Subscribe to this thread
Home - General / All posts - SQL to create pivot table showing cumulative sum of homes built by year
Mike Pelletier

2,122 post(s)
#26-Jan-10 14:57

I'm wondering if its possible to write SQL that will create a pivot table showing the cumulative total number of homes built in various areas by year. Below is a working SQL statement that provides a pivot table showing the number of homes built in EACH year by area. The area drawing is called "watershed". The drawing determining house location is called "taxparcel". The table with year built and residential structure information is "ASR_CAMA_DS_DATA_FF01".

'SQL

transform count(*)

select act_year_blt from watershed, taxparcel

join (select * from ASR_CAMA_DS_DATA_FF01

where model like "SFR%" OR MODEL IN ("CONDOS", "MANUFACTURED_H"))

on ParcelNumber = ParcelNB

where contains(watershed.id, centroid(taxparcel.id))

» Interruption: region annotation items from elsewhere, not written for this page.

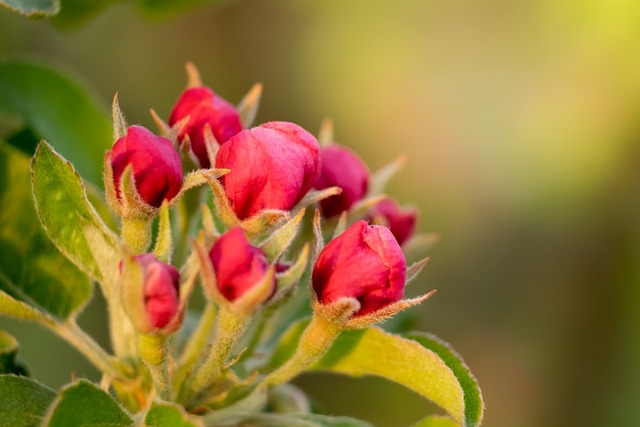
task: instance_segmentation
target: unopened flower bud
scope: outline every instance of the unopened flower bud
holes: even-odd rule
[[[120,180],[128,165],[133,168],[138,194],[150,206],[160,207],[182,187],[182,164],[173,144],[142,126],[130,126],[107,156],[118,200],[122,197]]]
[[[371,209],[370,218],[376,224],[389,227],[398,244],[402,245],[416,230],[418,211],[402,209],[395,200],[384,199]]]
[[[147,319],[153,328],[162,329],[178,314],[180,273],[150,253],[134,259],[144,272],[143,296]]]
[[[260,248],[247,241],[242,228],[233,227],[214,243],[209,258],[216,275],[216,285],[229,302],[240,299],[262,283],[269,270],[269,261]],[[275,277],[265,300],[276,290]]]
[[[320,252],[312,284],[321,305],[355,299],[362,316],[402,299],[406,268],[388,228],[358,221]]]
[[[291,210],[318,179],[319,151],[313,135],[287,122],[265,123],[229,139],[216,167],[231,170],[222,181],[238,218]]]
[[[205,125],[211,127],[213,136],[220,144],[242,130],[238,110],[205,86],[182,92],[169,116],[169,125],[173,126],[187,116],[189,121],[182,128],[178,139],[182,141],[185,135],[189,135],[193,153],[203,168],[210,166],[204,138]]]
[[[340,187],[342,193],[320,201],[325,218],[340,215],[361,200],[369,187],[369,171],[360,158],[346,147],[332,144],[322,148],[322,170],[314,187]]]

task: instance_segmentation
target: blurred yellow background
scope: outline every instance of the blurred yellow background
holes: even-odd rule
[[[463,355],[484,425],[640,425],[637,0],[243,0],[162,21],[118,3],[76,30],[3,9],[0,54],[67,64],[151,128],[191,60],[234,103],[262,82],[258,122],[315,133],[330,116],[372,169],[405,153],[389,193],[440,236],[408,290],[438,289],[416,327]],[[47,332],[0,322],[46,384],[95,376]],[[376,379],[298,383],[378,426],[434,410]]]

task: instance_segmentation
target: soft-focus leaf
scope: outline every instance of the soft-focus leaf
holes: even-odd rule
[[[249,424],[261,427],[371,427],[366,421],[320,414],[260,414],[249,417]]]
[[[17,116],[101,184],[104,152],[113,143],[110,115],[82,78],[43,61],[3,60],[0,94],[0,112]]]
[[[64,0],[60,13],[51,19],[61,28],[76,28],[118,0]]]
[[[87,200],[82,179],[46,142],[36,150],[31,173],[36,209],[49,237],[81,270],[99,280],[99,262],[117,258],[115,237]],[[89,242],[85,227],[97,230],[104,239]],[[96,249],[98,243],[101,247]],[[95,259],[94,252],[102,254],[100,259]]]
[[[18,341],[0,329],[0,374],[28,376],[26,367],[17,359]]]
[[[411,427],[458,427],[458,424],[449,417],[427,417]]]
[[[45,18],[60,11],[60,0],[0,0],[0,4],[29,18]]]
[[[307,322],[293,324],[282,336],[267,370],[292,356]],[[480,390],[464,362],[428,335],[407,339],[378,328],[345,331],[311,370],[386,378],[436,403],[463,426],[477,426],[482,418]]]
[[[56,393],[26,377],[0,375],[0,427],[40,425]]]
[[[6,144],[0,144],[0,183],[0,290],[8,294],[0,298],[0,313],[40,316],[9,296],[61,318],[77,313],[91,283],[45,234],[30,194],[29,158]]]
[[[149,427],[202,426],[202,422],[186,414],[181,406],[167,402],[154,402],[144,417],[144,424]]]
[[[104,390],[87,380],[64,387],[49,408],[43,427],[132,426],[131,416]]]
[[[223,5],[231,0],[138,0],[140,10],[150,18],[168,18],[204,4]]]

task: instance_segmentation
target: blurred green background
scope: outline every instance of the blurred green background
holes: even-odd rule
[[[64,2],[63,2],[64,4]],[[148,19],[117,3],[61,30],[0,10],[0,54],[75,69],[153,128],[184,63],[258,122],[316,132],[376,169],[440,242],[408,290],[416,327],[450,342],[483,389],[486,426],[640,425],[640,3],[636,0],[242,0]],[[2,94],[0,94],[2,96]],[[87,141],[91,144],[91,141]],[[84,319],[102,334],[99,297]],[[7,319],[36,378],[96,373]],[[46,346],[46,347],[43,347]],[[377,379],[306,376],[326,413],[408,425],[432,406]]]

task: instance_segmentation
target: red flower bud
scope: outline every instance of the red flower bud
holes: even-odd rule
[[[220,293],[233,302],[262,281],[269,261],[261,249],[251,246],[242,228],[233,227],[213,244],[209,252]],[[273,280],[273,290],[276,281]]]
[[[406,242],[416,230],[416,209],[401,209],[395,200],[384,199],[371,210],[370,218],[389,227],[398,244]]]
[[[369,187],[369,171],[362,160],[346,147],[333,144],[320,153],[322,170],[315,188],[342,188],[342,193],[320,201],[322,215],[329,218],[349,210],[365,196]]]
[[[231,169],[222,182],[240,219],[263,209],[291,210],[320,172],[318,141],[293,123],[270,122],[220,147],[216,167]]]
[[[142,126],[130,126],[108,156],[118,198],[120,179],[129,164],[138,193],[150,206],[160,207],[164,199],[173,199],[182,187],[182,163],[173,144]]]
[[[169,116],[169,125],[173,126],[187,116],[189,116],[189,121],[182,128],[178,139],[182,141],[185,135],[189,135],[192,150],[203,168],[210,166],[204,143],[205,125],[208,124],[211,127],[213,136],[220,144],[224,144],[242,130],[242,121],[238,110],[205,86],[190,88],[182,92]]]
[[[144,307],[151,324],[166,326],[178,313],[180,273],[147,253],[135,257],[144,270]]]
[[[389,229],[361,220],[324,247],[311,280],[320,304],[355,298],[362,316],[402,299],[406,269]]]

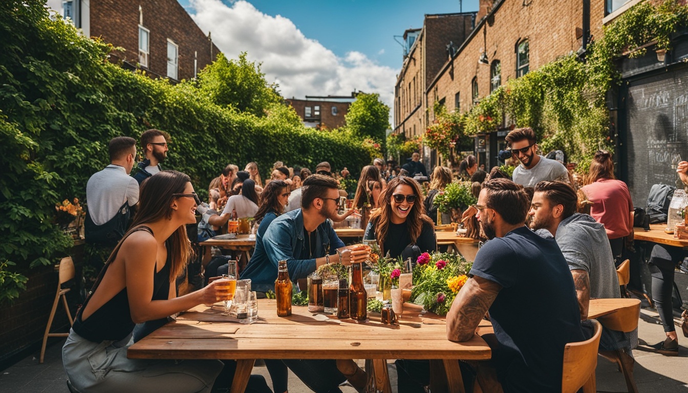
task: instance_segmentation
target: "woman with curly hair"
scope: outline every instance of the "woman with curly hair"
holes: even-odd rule
[[[407,176],[394,178],[380,195],[380,209],[373,212],[365,240],[377,240],[383,255],[410,256],[405,250],[418,246],[421,253],[437,250],[432,220],[425,215],[423,194],[418,182]],[[412,253],[411,253],[412,255]]]

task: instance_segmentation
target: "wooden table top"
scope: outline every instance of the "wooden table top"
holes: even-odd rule
[[[199,306],[129,347],[134,359],[452,359],[484,360],[490,348],[479,336],[447,339],[441,319],[402,314],[396,326],[379,317],[358,323],[293,306],[278,317],[275,301],[259,300],[259,321],[250,325]]]
[[[627,307],[639,307],[641,301],[637,299],[591,299],[588,308],[588,319],[594,319],[608,315]]]
[[[633,228],[633,238],[636,240],[647,240],[654,242],[660,244],[667,244],[667,246],[674,246],[676,247],[688,247],[688,240],[678,239],[674,237],[674,235],[664,232],[667,227],[665,223],[651,224],[649,231],[645,231],[642,228]]]

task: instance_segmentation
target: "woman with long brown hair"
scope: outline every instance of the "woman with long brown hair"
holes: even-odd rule
[[[437,250],[432,220],[425,215],[423,194],[418,182],[394,178],[380,195],[380,209],[373,212],[365,240],[377,240],[383,255],[396,258],[412,245],[421,253]]]
[[[230,383],[225,381],[219,361],[127,358],[135,323],[166,318],[230,295],[228,286],[217,280],[176,296],[175,281],[190,254],[185,225],[196,222],[200,203],[191,179],[180,172],[162,171],[143,183],[131,228],[77,312],[62,349],[65,370],[76,390],[210,392],[221,374],[224,387]],[[222,383],[218,379],[217,383]],[[264,380],[262,385],[267,388]]]
[[[582,198],[592,202],[590,215],[604,224],[612,254],[619,259],[624,240],[633,233],[633,201],[626,183],[614,176],[611,154],[603,150],[595,153],[584,184]]]

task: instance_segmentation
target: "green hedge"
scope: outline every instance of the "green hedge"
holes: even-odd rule
[[[197,81],[171,85],[111,64],[110,45],[51,18],[39,2],[0,2],[0,266],[6,270],[3,262],[10,262],[17,264],[12,270],[25,273],[71,246],[54,224],[55,204],[83,200],[89,177],[108,163],[107,142],[115,136],[138,140],[149,128],[169,132],[164,167],[188,173],[200,193],[230,162],[255,161],[263,178],[277,160],[312,169],[327,160],[352,172],[369,164],[359,138],[306,129],[282,103],[242,112],[213,102]],[[0,294],[21,288],[17,276],[0,277]]]

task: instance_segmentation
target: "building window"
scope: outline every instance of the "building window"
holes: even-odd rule
[[[519,78],[528,74],[528,65],[530,63],[530,51],[528,49],[528,40],[524,40],[518,44],[516,50],[516,77]]]
[[[502,63],[499,60],[492,62],[490,67],[490,92],[493,92],[502,85]]]
[[[74,20],[74,2],[72,0],[62,2],[62,9],[65,19]]]
[[[606,0],[606,1],[605,1],[606,3],[605,6],[605,16],[608,15],[621,8],[621,6],[623,6],[627,2],[628,0]]]
[[[167,77],[179,79],[177,74],[179,69],[179,47],[170,40],[167,40]]]
[[[473,80],[471,82],[471,89],[473,92],[473,103],[477,103],[477,76],[473,76]]]
[[[148,67],[149,35],[150,31],[148,29],[140,25],[138,26],[138,63],[142,67]]]

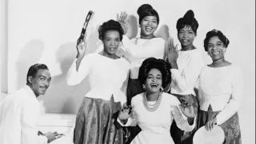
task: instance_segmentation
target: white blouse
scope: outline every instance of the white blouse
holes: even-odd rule
[[[113,94],[115,102],[126,102],[129,62],[123,58],[111,59],[98,53],[89,54],[82,60],[78,71],[75,59],[66,77],[70,86],[79,84],[87,75],[90,90],[86,97],[110,100]]]
[[[124,35],[122,38],[124,57],[130,63],[130,78],[137,79],[138,69],[148,58],[163,59],[166,41],[162,38],[151,39],[133,38]]]
[[[47,138],[38,135],[39,118],[39,102],[30,86],[7,95],[0,106],[0,143],[46,144]]]
[[[152,104],[152,103],[151,103]],[[170,127],[175,120],[179,129],[191,131],[195,126],[189,125],[187,118],[182,113],[178,98],[170,94],[162,93],[159,107],[153,111],[148,111],[143,104],[143,94],[134,96],[131,100],[131,106],[136,117],[129,118],[124,126],[138,124],[142,131],[131,142],[132,144],[174,144],[170,134]]]
[[[242,78],[239,66],[231,64],[223,67],[202,68],[199,78],[200,109],[221,112],[216,116],[221,125],[231,118],[240,106],[242,97]]]
[[[193,94],[195,96],[194,89],[200,71],[205,66],[201,50],[179,50],[177,65],[178,70],[170,69],[170,93],[181,95]]]

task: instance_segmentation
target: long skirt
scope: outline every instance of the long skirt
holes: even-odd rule
[[[122,126],[117,122],[121,102],[85,97],[77,114],[74,144],[122,144]]]
[[[176,94],[172,94],[172,95],[177,97],[181,103],[186,102],[191,104],[194,106],[195,114],[198,115],[198,101],[195,96],[193,94],[180,95]],[[197,123],[195,123],[195,127],[197,127],[196,125]],[[173,138],[175,144],[192,144],[193,136],[195,131],[196,129],[194,129],[192,131],[184,131],[180,130],[177,126],[175,121],[174,121],[171,124],[170,130],[170,135]]]
[[[210,105],[208,111],[199,110],[198,127],[204,126],[207,122],[211,120],[213,117],[216,116],[220,111],[213,111]],[[238,113],[235,113],[224,123],[219,125],[225,133],[225,144],[241,144],[241,130],[239,126],[239,118]]]
[[[143,89],[138,79],[129,79],[127,86],[127,105],[130,105],[133,97],[142,92]],[[142,129],[138,126],[126,127],[124,130],[124,143],[130,143],[141,130]]]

and taxparceltype in (0, 1, 4)

and ParcelNumber <> ""

group by act_year_blt

pivot [area]

Mike Pelletier

2,122 post(s)
#26-Jan-10 15:21

For those interested, attached is a basic map that might help simplify trying solutions.

Attachments:
Cumulative sum pivot.map

Gustavo Palminha

1,010 post(s)
#26-Jan-10 16:04

Nice. :)


Stay connected:

Linkedin >> http://www.linkedin.com/in/gustavopalminha

Twitter >> http://twitter.com/gustavopalminha

Other >> http://www.spatialmentor.com

tjhb
10,094 post(s)
#26-Jan-10 17:11

Not a pivot query in this version.

The first query counts the houses by year.

-- Query 1

SELECT

    [D1].[Name][D2].[Year],

    COUNT(*) AS [Houses]

FROM

    [Areas] AS [D1]

    LEFT JOIN

    [Houses] AS [D2]

    ON Contains([D1].[Geom (I)][D2].[Geom (I)])

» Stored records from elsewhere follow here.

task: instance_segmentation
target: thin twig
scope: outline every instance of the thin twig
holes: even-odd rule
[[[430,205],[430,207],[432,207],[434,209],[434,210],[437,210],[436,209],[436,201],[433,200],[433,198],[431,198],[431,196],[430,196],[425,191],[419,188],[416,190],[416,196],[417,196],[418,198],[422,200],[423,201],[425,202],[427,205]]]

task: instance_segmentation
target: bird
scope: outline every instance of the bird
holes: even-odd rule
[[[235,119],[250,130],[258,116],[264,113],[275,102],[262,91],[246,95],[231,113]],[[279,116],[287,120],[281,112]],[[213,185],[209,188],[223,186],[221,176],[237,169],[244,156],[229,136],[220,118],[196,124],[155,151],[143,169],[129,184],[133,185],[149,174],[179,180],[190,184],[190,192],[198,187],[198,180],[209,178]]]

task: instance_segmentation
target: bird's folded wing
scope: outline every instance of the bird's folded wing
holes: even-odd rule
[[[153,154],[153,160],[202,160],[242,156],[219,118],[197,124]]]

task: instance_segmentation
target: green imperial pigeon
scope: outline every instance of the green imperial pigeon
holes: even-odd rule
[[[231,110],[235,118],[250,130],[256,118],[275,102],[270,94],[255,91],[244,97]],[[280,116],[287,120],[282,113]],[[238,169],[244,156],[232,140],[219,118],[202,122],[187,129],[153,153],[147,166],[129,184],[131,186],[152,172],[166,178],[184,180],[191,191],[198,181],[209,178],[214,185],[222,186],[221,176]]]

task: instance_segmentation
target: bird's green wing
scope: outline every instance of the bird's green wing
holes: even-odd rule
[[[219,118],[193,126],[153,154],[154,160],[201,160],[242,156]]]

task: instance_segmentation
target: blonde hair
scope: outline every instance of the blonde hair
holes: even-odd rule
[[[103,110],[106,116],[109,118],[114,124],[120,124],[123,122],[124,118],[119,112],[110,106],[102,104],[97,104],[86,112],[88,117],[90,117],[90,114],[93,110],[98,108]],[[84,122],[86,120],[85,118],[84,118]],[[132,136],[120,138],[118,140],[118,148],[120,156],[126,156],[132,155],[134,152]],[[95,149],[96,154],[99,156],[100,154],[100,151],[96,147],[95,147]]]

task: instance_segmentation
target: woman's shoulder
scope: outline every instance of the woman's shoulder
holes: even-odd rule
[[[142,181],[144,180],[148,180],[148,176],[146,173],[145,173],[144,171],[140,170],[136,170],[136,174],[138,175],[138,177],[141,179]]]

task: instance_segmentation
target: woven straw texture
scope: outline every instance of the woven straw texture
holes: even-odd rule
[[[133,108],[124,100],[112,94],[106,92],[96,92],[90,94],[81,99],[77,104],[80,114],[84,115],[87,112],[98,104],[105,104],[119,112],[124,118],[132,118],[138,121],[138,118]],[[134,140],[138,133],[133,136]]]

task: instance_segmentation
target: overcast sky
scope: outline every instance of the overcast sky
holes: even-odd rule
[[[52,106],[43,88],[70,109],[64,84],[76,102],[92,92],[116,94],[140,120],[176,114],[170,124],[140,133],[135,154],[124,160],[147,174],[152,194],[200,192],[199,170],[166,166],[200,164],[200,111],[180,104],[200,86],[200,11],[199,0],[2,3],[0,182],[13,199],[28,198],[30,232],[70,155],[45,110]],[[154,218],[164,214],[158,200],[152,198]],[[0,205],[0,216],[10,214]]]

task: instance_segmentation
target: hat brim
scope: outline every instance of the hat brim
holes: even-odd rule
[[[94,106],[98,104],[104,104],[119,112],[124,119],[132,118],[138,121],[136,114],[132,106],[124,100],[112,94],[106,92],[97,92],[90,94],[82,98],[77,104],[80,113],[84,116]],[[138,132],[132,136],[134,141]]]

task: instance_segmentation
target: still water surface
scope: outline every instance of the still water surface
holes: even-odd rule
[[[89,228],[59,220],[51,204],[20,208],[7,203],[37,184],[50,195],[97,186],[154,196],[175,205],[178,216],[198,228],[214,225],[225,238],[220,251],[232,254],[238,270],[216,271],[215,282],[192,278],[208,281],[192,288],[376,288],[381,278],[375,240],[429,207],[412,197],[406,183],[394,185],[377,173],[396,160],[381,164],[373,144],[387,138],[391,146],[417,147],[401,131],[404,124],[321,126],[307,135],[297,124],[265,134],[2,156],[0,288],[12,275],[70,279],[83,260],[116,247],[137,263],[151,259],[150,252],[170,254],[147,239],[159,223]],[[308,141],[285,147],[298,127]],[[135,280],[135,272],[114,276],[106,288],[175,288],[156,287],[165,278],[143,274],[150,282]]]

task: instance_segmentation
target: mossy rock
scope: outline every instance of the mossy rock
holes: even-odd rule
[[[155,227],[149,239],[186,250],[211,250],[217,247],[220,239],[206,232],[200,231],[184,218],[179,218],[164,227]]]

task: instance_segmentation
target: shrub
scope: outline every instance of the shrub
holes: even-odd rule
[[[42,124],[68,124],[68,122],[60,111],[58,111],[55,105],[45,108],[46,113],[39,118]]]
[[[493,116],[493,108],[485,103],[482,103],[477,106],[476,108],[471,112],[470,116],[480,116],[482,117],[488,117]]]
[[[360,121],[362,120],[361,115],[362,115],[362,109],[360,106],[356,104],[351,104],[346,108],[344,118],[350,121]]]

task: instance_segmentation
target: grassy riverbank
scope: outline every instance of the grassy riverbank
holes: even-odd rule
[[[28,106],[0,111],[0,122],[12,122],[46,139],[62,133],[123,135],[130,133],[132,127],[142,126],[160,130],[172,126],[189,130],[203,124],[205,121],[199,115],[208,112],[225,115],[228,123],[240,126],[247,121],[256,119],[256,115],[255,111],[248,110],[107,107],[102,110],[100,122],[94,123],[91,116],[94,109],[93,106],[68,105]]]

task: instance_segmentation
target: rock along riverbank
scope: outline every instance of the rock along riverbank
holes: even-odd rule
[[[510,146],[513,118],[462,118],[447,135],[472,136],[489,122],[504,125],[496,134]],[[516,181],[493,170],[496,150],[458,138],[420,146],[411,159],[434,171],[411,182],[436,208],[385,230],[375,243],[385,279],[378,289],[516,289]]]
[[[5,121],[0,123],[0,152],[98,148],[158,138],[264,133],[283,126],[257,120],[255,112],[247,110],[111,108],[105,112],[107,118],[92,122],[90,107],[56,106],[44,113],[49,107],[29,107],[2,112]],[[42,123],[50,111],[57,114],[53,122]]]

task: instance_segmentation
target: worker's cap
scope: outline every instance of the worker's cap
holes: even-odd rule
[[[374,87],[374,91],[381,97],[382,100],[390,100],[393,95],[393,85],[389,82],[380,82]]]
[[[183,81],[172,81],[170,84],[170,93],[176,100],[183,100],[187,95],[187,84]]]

GROUP BY [D1].[Name][D2].[Year];

The second query calls the first query twice. For each area, for each year, the number of houses built in the same area during that year or earlier is listed, then those rows are grouped for a cumulative sum.

-- Query 2

SELECT

    [T2].[Name][T2].[Year],

    SUM([T1].[Houses]AS [Houses]

FROM

    [Query 1] AS [T1]

    LEFT JOIN

    [Query 2] AS [T2]

    ON [T1].[Name] = [T2].[Name]

    AND [T1].[Year] <= [T2].[Year]

GROUP BY [T2].[Name][T2].[Year];

tjhb
10,094 post(s)
#26-Jan-10 17:52

[More natural to switch [T1] and [T2] around for the second query. But makes no difference.]

-- Query 2

SELECT

    [T1].[Name][T1].[Year],

    SUM([T2].[Houses]AS [Houses]

FROM

    [Query 1] AS [T1]

    RIGHT JOIN

    [Query 2] AS [T2]

    ON [T1].[Name] = [T2].[Name]

    AND [T1].[Year] >= [T2].[Year]

GROUP BY [T1].[Name][T1].[Year];

pcardoso


1,664 post(s)
#27-Jan-10 02:47

Query 2 circular reference.

tjhb
10,094 post(s)
#27-Jan-10 11:11

Yes oops, a bad typo. Both instances should say "Query 1" of course.

Mike Pelletier

2,122 post(s)
#27-Jan-10 09:37

Excellent Tim. With a little tweaking I got it working. Per your description in the second query, changing the second query reference from [Query 2] to [Query 1] gets rid of the "circular reference" Paulo mentions below. Also adding this 3rd query below transforms the result from the second query into the desired pivot table. Thanks again!

'SQL

TRANSFORM sum([houses]) select [year] from [query 2]

group by [year]

PIVOT [Name]

Attachments:
Cumulative sum pivot.map

Sergio40 post(s)
#19-May-16 16:42

Nice indeed.

I am looking for a way to build a final output where the cumulative value would remain constant, inheriting that of the previous year, when no change is taking place. Using the same example, something like:

Year ; A

2000 ; 3

2001 ; 3

2008 ; 4

2009 ; 5

instead of:

Year ; A

2000 ; 3

2001 ; NIL

2008 ; 4

2009 ; 5

As in the example above. Can anyone help me please ?


s

tjhb
10,094 post(s)
#19-May-16 22:12

Sergio,

where the cumulative value would remain constant, inheriting that of the previous year, when no change is taking place

On the assumptions in the example data above, that can't happen.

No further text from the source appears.